Péssimo para o Estado, negócio da China para os americanos – e um bónus por explicar no Novo Banco

José Sena Goulão / Lusa

António Ramalho, ex-presidente do Novo Banco

Comprar por mil milhões, vender por mais de 6 mil milhões. Lone Star paga bónus a António Ramalho; há um “conflito de interesses”.

A Lone Star comprou 75% do Novo Banco por mil milhões de euros.
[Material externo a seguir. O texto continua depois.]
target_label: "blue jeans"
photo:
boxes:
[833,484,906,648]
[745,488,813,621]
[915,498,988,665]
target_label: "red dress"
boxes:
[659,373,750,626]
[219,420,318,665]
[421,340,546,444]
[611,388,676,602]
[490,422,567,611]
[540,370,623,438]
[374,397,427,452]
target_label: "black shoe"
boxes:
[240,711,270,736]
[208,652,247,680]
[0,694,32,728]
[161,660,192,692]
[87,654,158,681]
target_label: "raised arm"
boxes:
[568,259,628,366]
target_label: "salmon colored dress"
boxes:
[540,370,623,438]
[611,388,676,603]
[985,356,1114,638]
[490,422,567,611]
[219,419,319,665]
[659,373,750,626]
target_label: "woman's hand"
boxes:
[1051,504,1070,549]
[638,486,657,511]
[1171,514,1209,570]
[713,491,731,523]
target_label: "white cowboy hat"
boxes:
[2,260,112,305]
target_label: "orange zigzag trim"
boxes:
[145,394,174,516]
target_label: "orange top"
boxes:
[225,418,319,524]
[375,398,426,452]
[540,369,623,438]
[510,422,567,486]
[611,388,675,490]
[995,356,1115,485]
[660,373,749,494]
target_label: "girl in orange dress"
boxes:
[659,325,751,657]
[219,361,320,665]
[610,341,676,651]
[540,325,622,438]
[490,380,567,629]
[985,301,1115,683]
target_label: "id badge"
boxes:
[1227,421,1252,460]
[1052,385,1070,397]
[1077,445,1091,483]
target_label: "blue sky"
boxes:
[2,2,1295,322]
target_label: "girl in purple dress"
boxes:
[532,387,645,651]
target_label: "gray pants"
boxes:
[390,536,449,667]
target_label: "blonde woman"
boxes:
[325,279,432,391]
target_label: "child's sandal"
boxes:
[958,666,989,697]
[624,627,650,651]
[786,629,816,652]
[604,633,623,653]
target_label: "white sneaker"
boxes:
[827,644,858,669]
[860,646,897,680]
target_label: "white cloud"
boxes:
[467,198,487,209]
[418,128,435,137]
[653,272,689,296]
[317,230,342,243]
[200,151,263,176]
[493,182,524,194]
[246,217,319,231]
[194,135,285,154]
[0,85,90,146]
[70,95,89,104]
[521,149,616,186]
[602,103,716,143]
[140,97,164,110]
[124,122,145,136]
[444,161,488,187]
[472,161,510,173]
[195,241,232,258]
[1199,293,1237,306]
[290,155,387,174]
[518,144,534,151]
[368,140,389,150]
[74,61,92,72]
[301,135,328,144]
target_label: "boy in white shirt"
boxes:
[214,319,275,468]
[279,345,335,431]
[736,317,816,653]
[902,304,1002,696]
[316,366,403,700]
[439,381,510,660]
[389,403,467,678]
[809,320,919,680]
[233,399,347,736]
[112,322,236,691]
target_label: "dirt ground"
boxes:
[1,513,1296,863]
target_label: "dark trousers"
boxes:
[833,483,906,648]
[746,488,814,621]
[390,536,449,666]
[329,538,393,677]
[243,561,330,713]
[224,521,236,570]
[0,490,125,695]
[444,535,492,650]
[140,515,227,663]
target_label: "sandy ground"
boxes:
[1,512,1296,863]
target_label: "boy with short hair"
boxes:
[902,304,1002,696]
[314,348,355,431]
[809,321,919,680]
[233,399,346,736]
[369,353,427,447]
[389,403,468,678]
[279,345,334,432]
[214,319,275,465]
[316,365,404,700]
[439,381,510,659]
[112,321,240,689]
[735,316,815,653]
O negócio decorreu em 2017 e o Fundo de Resolução (FDR) ficou com 25% do antigo Banco Espírito Santo.

Agora, 8 anos depois, o fundo norte-americano vai vender o Novo Banco ao francês Banque Populaire-Caisse d’Épargne (BPCE) por 6,4 mil milhões de euros.

O valor multiplicou por seis neste período – embora o Lone Star fique com 4,8 milhões de euros (mais-valia de 3,8 mil milhões e lucro líquido de 2,2 mil milhões), já que o Fundo de Resolução e a Direcção-Geral do Tesouro encaixa os restantes 1,6 mil milhões de euros.

O jornal Público acrescenta agora que os dirigentes do Lone Star e os gestores do Novo Banco envolvidos neste negócio vão receber um bónus total de 1,1 mil milhões de euros.

António Ramalho, que era presidente do Novo Banco, receberá entre 7 e 10 milhões de euros.

A transacção deve ser concretizada no início de 2026.

“Negócio da China”

É um “péssimo negócio para o Estado, negócio da China” para a Lone Star, resume Pedro Sousa Carvalho.

O especialista em economia detalha as contas: o fundo norte-americano recupera o dinheiro que tinha injectado no Novo Banco, recupera o custo de capital, canaliza dinheiro para a própria Lone Star e ainda sobram 1,1 mil milhões de euros em bónus para os accionistas.

Na RTP, Pedro Sousa Carvalho sublinha que o Estado deveria ter esperado, mantendo o banco como público, em vez de entregá-lo “ao desbarato” a um accionista privado. Hoje, vender por 6 mil milhões daria para recuperar praticamente a totalidade do dinheiro injectado.

O que falta explicar

“Vendemos o banco por um preço muito baixo”, continua Pedro, que no entanto deixa uma questão no ar: o pagamento do bónus a António Ramalho.

“Até pode ser legal. Mas há aqui um problema de ética, de moral e de boa governança: qual era o objectivo deste prémio? O incentivo era para que os gestores vendessem o banco o mais depressa possível, para que o accionista privado pudesse realizar uma mais-valia e sair do banco. A partir do momento em que António Ramalho assina o contrato e também recebe este bónus, passa a estar alinhado com os interesses de um só accionista – o privado; deixa de estar alinhado com o accionista público. E os interesses destes dois accionistas são conflituantes”, descreve.

“Isto é tudo muito pouco transparente. Sabia-se que haveria prémios, mas não se conheciam valores, nem se sabia a quem seriam pagos”, continua Pedro Sousa Carvalho.

E continuam as dúvidas: “Isto não é normal. António Ramalho merecia o prémio. O problema é que António Ramalho, que era presidente do Novo Banco, não recebe um bónus pago pelo Novo Banco, mas sim pago pelo accionista privado do Novo Banco. É um conflito de interesses”.

Saber esperar

Pedro Ferreira Esteves, editor de economia do Público, salienta que a Lone Star soube esperar.

“Foi o protagonista mais experiente. O fundo norte-americano está habituado a este tipo de operações: investir em activos que estão desvalorizados, saber negociar com uma posição de força e esperar pelo momento certo para recolher os seus lucros”, disse.

Este valor – multiplicado por 6 em menos de uma década – também foi resultado das mudanças inesperadas que o sector bancário atravessou nos últimos 5 anos: “Era um valor imprevisível mas há um contexto, que é o mais importante aqui: o mundo mudou muito entretanto. Houve abalos no sistema financeiro, desde a COVID à guerra na Ucrânia; as taxas de juro mudaram – e tornaram a vida dos bancos muito mais fácil e muito mais rentável. Os bancos estão a registar lucros recorde e o Novo Banco beneficiou muito deste contexto”.